Cara Maksimow, LCSW, CPC, received her BA in Psychology from Rutgers University and she earned an MSW at Columbia University. Her career began in 1992 when she worked with numerous mental health diseases and conditions at an inpatient psychiatric hospital, as both a Clinician and a Clinical Supervisor. We asked Cara to candidly share her perceptions about online therapy.

doc "Depending on the severity it can be a great way to connect to a client who does not have the ability to go to an appointment. I work with some clients via phone/skype/web conferencing through a program called AbilTo. The program focuses on CBT treatment for people newly diagnosed with medical issues such as diabetes, cardiac events, cancer, anxiety, depression etc… Often clients are homebound due to medical condition and the remote treatment allows them to have a therapist and/or coach despite physical limitation. It also can be helpful in situations where people are fearful of stigma they may be worried about. I have had clients with concerns over being 'seen'by a neighbor or friend going into an office of a therapist. Remote treatment provides a level of comfort for the client. Another advantage of remote treatment is logistics.
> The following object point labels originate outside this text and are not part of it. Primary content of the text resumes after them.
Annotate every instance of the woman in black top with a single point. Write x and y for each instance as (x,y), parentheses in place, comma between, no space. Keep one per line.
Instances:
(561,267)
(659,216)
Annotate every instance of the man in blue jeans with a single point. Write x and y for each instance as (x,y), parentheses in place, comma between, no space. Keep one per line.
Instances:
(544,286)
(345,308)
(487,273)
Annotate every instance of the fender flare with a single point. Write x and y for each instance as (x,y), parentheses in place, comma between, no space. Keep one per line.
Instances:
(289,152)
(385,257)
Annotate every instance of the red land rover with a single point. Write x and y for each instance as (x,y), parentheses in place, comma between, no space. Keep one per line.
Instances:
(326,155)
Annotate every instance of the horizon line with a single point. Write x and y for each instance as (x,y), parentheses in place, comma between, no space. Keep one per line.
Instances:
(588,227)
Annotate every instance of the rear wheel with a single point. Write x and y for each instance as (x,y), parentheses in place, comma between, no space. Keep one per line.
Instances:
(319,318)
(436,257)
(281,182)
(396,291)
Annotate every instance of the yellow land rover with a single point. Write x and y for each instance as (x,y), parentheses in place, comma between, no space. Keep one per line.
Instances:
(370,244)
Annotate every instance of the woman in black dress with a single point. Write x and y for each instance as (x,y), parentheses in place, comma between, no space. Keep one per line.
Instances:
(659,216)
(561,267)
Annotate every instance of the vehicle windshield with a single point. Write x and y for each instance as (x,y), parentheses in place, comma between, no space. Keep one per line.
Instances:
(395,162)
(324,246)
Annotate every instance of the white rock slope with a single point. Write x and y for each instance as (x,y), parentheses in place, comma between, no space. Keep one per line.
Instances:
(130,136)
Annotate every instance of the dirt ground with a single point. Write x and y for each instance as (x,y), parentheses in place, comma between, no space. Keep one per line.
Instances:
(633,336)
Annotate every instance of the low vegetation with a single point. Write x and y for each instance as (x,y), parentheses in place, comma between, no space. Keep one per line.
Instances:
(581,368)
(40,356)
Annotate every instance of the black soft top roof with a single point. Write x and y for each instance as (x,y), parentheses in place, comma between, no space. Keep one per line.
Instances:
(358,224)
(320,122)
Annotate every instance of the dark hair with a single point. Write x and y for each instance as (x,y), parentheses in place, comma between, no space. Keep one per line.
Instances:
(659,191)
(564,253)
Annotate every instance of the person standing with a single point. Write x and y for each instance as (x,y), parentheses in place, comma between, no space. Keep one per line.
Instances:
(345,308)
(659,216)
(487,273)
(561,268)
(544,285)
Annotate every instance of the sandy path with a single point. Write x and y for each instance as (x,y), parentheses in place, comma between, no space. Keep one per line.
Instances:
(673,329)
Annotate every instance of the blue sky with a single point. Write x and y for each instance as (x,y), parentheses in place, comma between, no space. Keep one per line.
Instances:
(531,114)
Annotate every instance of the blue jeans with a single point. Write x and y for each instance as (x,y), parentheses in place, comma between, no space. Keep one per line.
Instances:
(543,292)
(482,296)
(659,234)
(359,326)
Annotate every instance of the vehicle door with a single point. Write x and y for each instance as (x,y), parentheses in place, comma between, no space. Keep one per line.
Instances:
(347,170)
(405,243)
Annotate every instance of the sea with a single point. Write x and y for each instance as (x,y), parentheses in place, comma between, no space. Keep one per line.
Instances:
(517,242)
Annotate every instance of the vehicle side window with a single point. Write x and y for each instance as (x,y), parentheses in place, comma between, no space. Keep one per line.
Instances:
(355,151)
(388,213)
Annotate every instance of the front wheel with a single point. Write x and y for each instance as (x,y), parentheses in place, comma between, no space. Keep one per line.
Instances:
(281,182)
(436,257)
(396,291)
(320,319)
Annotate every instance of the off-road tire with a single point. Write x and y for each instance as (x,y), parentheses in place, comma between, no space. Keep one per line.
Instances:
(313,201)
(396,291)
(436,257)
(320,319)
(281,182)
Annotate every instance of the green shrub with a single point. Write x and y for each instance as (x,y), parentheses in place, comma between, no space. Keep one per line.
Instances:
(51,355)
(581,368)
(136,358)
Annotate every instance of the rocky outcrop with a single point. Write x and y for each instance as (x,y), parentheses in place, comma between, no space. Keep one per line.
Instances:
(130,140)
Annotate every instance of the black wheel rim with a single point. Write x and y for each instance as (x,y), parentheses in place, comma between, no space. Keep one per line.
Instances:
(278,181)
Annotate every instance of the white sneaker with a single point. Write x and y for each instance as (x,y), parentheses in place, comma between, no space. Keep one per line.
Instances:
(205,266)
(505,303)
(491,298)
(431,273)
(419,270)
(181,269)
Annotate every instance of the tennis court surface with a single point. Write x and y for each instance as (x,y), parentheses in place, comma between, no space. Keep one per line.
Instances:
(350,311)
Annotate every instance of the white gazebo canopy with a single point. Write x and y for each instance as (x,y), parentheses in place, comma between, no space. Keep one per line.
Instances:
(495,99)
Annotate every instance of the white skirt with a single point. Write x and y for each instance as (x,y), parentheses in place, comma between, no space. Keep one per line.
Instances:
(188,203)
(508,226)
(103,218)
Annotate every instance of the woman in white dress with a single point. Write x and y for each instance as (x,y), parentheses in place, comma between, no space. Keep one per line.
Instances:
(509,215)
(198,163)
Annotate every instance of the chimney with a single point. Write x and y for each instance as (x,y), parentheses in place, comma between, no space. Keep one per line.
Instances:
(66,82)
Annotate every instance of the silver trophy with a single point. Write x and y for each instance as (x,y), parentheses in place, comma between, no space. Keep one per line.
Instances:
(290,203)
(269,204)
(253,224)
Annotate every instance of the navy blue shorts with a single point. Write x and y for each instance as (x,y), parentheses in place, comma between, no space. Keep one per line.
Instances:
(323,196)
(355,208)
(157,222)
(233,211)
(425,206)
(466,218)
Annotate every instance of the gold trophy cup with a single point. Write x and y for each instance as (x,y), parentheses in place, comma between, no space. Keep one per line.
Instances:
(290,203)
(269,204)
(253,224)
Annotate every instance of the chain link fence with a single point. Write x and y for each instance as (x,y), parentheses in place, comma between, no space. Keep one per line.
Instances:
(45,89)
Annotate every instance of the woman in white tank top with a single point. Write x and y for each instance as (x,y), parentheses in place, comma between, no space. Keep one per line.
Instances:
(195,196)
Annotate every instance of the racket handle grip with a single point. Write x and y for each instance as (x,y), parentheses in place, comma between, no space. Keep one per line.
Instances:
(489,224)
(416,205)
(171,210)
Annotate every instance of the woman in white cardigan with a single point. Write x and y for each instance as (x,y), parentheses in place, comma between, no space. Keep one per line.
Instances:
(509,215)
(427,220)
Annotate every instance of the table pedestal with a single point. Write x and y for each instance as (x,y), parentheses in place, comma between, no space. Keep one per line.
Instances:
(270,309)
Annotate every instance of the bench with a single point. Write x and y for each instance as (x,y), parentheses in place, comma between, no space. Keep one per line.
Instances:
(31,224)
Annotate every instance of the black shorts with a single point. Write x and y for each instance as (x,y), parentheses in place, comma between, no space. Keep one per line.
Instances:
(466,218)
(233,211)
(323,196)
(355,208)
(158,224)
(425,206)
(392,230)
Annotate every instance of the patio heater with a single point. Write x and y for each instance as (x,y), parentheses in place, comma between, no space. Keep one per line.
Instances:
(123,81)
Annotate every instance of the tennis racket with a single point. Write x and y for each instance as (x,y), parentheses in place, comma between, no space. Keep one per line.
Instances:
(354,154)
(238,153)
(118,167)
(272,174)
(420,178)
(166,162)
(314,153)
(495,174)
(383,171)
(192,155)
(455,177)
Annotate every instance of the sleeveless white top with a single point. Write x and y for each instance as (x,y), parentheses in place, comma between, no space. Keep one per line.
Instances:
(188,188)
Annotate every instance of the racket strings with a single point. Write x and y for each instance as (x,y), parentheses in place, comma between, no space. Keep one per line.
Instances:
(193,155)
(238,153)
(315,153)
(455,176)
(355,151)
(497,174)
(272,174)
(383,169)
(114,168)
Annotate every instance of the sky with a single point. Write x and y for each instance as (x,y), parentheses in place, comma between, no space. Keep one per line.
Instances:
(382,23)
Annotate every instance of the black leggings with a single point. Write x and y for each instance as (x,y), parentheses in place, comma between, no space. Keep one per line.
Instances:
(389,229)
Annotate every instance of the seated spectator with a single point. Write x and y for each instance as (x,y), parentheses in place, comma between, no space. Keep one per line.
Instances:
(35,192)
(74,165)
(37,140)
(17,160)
Clients who are working and taking care of children or family members often do not have the time to go to treatment, however a remote session in the evening or on a lunch break can allow for better access to treatment.

On the flip side of the argument it can be challenging to read body language via webcam and obviously impossible via phone. That being said a therapist needs to have a clear sense of risk for suicide or violence or self harm and other factors that may make online of phone treatment not an option. Another downside is technology and HIPAA. Doing research into options to best protect confidentiality is also important.

From a strictly financial perspective it can save cost for both therapist and client in the sense that the therapist could treat from home and not pay for space/location. Saving drive time and gas and parking fees as well for both parties can be beneficial."